Replay-safe way to dynamically route activities in a multi data center setup

Problem: Replay issues caused by RPC calls inside executeActivity() of WorkflowOutboundCallsInterceptor

Current Setup

We have implemented WorkflowOutboundCallsInterceptor to override executeActivity() and dynamically determine the task queue for routing activity tasks. This is required by our multi-datacenter architecture, where activities for a user must always run in their currently assigned data center.

To determine the correct task queue, we make an RPC call inside executeActivity() to fetch the user’s current DC assignment from a source-of-truth (SOT) service.

However, since executeActivity() is invoked during replay, the RPC call is re-executed — which violates Temporal’s determinism guarantees.

Background: Multi-DC Architecture

We operate multiple Temporal clusters (one per data center) with no replication between them. Each user is assigned to a specific data center, and this assignment can change over time based on traffic distribution.

To maintain read-after-write consistency, all activities for a given user must run in their current DC — even if the workflow started in a different DC.

Example

  • A workflow starts in DC1, and activities initially run in DC1.
  • Later, the user’s assignment moves to DC2.
  • Remaining activities must now run in DC2, though the workflow itself continues running in DC1.

Worker & Task Queue Setup

Each data center runs:

  • A local Temporal cluster
  • Primary workers polling both workflow and activity queues in the local cluster
  • Cross-colo workers polling activity queues from remote clusters

Task Queues

  • DC1:
    • task-queue-dc1 — polled by local workers
    • cross-colo-task-queue-dc2 — polled by workers in DC2
  • DC2:
    • task-queue-dc2 — polled by local workers
    • cross-colo-task-queue-dc1 — polled by workers in DC1

Question:
Given the above setup, what’s the best way to:

  • Perform external lookups (like our RPC call) without breaking replay determinism?
  • Ensure that activity routing remains replay-safe?

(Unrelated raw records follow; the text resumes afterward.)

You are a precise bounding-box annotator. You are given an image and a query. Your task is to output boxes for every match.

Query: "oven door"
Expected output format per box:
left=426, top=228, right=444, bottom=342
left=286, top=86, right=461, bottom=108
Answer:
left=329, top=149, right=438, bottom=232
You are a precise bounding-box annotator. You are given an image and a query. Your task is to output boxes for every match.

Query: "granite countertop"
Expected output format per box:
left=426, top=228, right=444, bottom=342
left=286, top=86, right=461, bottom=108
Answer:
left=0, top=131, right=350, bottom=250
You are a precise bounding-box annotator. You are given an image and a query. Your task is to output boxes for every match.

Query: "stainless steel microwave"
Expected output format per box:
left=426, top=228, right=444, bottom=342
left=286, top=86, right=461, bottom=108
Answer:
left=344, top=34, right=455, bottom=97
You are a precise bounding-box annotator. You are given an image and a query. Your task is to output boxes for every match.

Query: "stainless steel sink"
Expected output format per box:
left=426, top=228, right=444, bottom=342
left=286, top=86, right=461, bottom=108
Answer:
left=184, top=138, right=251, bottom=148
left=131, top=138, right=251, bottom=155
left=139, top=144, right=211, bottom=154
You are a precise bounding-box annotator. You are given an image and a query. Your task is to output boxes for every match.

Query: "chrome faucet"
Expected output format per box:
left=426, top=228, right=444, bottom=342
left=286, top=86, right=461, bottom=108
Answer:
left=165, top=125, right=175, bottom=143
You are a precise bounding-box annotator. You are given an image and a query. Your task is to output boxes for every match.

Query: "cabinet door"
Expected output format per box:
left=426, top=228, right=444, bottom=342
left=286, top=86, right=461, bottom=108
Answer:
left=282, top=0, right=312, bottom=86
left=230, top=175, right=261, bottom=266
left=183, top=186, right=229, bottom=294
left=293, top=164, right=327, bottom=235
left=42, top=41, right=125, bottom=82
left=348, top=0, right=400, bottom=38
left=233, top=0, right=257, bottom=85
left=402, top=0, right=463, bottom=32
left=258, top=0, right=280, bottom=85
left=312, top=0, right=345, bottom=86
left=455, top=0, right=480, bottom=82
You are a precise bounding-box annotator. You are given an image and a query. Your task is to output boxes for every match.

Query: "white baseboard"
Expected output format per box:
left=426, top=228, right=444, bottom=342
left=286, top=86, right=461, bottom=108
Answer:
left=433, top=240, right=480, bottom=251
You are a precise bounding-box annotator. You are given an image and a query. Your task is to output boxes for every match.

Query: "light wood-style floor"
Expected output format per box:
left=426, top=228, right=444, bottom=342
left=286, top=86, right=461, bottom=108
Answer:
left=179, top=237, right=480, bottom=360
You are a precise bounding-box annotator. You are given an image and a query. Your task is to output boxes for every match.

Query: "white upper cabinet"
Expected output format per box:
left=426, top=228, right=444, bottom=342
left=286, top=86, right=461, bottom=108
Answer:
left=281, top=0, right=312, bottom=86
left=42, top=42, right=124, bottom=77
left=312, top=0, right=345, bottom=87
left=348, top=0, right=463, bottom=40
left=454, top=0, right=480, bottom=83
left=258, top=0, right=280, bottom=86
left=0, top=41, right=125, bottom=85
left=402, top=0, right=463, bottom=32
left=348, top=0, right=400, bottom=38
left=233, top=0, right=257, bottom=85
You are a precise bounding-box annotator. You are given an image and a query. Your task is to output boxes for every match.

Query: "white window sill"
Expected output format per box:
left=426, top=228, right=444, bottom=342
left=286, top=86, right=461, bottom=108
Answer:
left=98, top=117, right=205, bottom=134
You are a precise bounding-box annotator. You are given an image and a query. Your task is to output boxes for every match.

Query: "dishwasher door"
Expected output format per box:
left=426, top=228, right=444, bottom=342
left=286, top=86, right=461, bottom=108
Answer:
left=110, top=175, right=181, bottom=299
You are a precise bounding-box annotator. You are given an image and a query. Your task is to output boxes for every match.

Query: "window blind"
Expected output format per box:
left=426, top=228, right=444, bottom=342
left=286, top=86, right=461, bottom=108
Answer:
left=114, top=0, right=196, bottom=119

Would wrapping the network call in Workflow.sideEffect() be appropriate? Or should we use WorkflowUnsafe.isReplaying() to guard it? Are there better alternatives?

Would appreciate any advice, patterns, or alternatives others have used in similar cross-DC setups!

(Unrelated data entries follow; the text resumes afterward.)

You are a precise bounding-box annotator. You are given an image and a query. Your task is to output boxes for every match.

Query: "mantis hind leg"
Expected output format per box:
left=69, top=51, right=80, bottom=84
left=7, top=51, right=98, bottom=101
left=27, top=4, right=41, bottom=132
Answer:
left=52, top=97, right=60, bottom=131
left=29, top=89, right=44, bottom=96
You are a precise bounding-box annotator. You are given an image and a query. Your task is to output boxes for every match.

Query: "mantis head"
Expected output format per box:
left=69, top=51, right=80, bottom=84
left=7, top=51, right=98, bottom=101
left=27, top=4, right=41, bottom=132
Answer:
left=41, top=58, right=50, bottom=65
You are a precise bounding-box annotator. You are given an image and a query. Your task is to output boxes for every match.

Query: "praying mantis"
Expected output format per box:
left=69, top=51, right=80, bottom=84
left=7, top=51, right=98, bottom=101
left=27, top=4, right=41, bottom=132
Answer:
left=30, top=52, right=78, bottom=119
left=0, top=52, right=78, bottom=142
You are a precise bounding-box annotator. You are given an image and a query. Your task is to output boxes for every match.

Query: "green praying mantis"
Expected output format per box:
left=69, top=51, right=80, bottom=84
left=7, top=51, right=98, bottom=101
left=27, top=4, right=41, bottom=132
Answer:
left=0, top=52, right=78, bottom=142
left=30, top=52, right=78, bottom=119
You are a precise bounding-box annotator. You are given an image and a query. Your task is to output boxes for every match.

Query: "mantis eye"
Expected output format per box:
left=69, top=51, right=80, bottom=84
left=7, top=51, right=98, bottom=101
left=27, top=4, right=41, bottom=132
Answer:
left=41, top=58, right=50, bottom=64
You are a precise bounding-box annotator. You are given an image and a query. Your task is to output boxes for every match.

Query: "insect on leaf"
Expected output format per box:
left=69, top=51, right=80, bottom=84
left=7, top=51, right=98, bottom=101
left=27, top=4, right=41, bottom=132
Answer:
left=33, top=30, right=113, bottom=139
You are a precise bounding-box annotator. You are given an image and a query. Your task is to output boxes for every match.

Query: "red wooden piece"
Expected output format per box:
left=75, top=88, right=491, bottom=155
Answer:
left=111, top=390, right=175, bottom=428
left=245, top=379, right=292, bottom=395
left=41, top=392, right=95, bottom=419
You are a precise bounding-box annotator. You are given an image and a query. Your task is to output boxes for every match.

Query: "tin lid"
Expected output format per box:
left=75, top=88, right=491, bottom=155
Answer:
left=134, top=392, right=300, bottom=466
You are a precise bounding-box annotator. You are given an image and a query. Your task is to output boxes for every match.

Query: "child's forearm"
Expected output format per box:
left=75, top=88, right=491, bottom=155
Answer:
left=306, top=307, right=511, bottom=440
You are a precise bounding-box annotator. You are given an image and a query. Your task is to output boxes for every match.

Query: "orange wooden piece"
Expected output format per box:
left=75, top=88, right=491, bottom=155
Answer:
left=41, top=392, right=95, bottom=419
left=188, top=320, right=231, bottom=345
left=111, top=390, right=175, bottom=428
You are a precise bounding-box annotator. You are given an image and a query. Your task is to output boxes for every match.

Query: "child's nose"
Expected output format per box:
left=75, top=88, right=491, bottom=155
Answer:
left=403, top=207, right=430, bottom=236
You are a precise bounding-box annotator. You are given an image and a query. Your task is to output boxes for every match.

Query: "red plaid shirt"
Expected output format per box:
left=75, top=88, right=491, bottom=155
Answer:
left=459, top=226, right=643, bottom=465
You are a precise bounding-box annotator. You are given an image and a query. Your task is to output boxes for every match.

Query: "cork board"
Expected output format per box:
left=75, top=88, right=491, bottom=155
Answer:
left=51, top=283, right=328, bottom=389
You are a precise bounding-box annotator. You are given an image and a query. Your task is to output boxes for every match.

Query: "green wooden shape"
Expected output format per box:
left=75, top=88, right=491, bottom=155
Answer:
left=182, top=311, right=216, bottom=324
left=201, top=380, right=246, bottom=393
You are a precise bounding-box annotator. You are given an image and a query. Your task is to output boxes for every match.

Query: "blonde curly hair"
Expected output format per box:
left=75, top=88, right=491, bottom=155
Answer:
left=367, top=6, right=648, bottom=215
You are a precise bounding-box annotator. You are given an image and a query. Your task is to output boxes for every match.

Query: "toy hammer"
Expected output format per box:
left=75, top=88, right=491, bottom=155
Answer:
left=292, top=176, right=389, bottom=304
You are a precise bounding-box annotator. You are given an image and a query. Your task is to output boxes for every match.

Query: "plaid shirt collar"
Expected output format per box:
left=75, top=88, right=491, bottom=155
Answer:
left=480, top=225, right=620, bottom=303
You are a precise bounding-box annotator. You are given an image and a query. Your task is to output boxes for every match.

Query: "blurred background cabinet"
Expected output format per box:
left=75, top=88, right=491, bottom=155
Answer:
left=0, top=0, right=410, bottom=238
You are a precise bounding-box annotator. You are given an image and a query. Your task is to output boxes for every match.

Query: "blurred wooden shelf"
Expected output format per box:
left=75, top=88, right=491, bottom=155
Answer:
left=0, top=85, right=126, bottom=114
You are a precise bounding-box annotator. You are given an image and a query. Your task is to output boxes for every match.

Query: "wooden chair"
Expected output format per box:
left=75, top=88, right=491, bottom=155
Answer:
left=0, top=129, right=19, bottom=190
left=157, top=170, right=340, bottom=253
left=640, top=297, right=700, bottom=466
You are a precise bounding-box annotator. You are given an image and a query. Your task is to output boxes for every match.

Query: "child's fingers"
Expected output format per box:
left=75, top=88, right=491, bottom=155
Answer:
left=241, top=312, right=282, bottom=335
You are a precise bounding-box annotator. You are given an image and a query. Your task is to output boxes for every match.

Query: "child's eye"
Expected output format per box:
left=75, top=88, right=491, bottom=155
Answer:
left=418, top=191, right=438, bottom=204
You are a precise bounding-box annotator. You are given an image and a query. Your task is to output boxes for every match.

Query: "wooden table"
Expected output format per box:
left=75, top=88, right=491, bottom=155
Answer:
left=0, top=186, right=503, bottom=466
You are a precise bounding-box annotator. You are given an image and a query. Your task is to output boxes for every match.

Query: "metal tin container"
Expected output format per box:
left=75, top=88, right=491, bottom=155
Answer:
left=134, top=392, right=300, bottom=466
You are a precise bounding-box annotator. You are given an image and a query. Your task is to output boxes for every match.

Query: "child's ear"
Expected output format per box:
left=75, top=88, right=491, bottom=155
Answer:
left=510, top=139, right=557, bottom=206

Use an activity to perform the lookup.

Thanks, Maxim, for the response! I wanted to clarify a couple of things:

I came across this statement in the documentation:

“Do not ever have a Side Effect that could fail, because failure could result in the Side Effect function executing more than once. If there is any chance that the code provided to the Side Effect could fail, use an Activity.”

What are the implications if Workflow.sideEffect() re-executes due to a failure, and the wrapped code succeeds on the retry? Would that still cause issues?

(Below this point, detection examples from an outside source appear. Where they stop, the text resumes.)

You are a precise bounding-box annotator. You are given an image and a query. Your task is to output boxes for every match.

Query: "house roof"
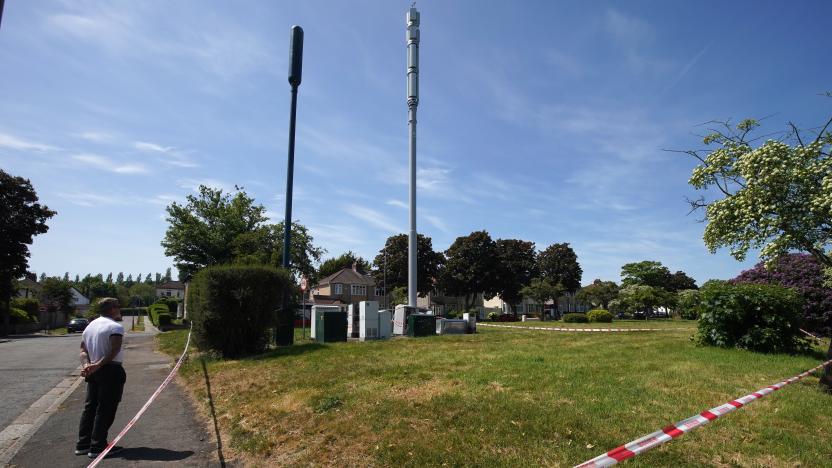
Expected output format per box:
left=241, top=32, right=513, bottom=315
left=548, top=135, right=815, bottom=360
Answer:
left=318, top=268, right=376, bottom=287
left=312, top=294, right=344, bottom=305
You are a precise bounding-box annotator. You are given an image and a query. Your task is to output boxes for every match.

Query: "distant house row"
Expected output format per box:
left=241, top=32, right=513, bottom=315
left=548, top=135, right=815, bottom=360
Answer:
left=305, top=265, right=590, bottom=315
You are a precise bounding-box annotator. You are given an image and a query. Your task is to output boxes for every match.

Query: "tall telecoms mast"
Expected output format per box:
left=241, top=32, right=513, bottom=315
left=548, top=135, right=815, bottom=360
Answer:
left=406, top=6, right=419, bottom=307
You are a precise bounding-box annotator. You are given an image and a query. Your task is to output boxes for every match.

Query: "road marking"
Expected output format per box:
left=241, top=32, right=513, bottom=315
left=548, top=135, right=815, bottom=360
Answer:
left=0, top=366, right=84, bottom=466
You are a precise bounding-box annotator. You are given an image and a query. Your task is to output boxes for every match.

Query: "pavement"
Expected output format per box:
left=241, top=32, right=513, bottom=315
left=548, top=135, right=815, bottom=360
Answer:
left=5, top=317, right=224, bottom=467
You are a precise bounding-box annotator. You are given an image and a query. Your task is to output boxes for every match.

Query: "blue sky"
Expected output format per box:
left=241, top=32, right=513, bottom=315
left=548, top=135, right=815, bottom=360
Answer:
left=0, top=0, right=832, bottom=283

Also, how does this compare to using WorkflowUnsafe.isReplaying()? Specifically, what are the risks if we wrap the lookup call so it only executes when the workflow is not replaying?

Just trying to better understand why these approaches are discouraged, and what potential problems they might they might lead to.

I tried both patterns by intentionally introducing errors in the sideEffect block and in the isReplaying() condition — in both cases, the workflow still completed successfully.

SideEffect cannot be directly retried. When it fails then the whole workflow task fails and is retried. You cannot control retry policy of workflow task failures. So we don’t recommend ever using SideEffect for calls that can fail.

WorkflowUsafe.isReplaying doesn’t help here as you need to store data loaded by the external call to be used during replay.

What is the problem of doing DC lookup in an activity?

While using a separate activity for the DC lookup is a valid and clean approach aligned with Temporal’s programming model, we’re exploring alternatives due to some practical considerations specific to our use case.

This logic needs to run before every activity in the workflow. Modeling it as a separate activity would effectively double the number of activity executions — and with that, increase the data volume stored in the database backing the Temporal service.

Currently, this dynamic routing logic is abstracted in a library alongside other setup code for Temporal, so it remains invisible to workflow authors. Exposing it as a standalone activity would surface it in the event history and could lead to confusion for consumers of the library who aren’t aware of these internals.

Our main concern is the additional data volume and workflow history verbosity. While there’s also some potential for performance overhead due to the added activities, that’s not a concern for us at this point.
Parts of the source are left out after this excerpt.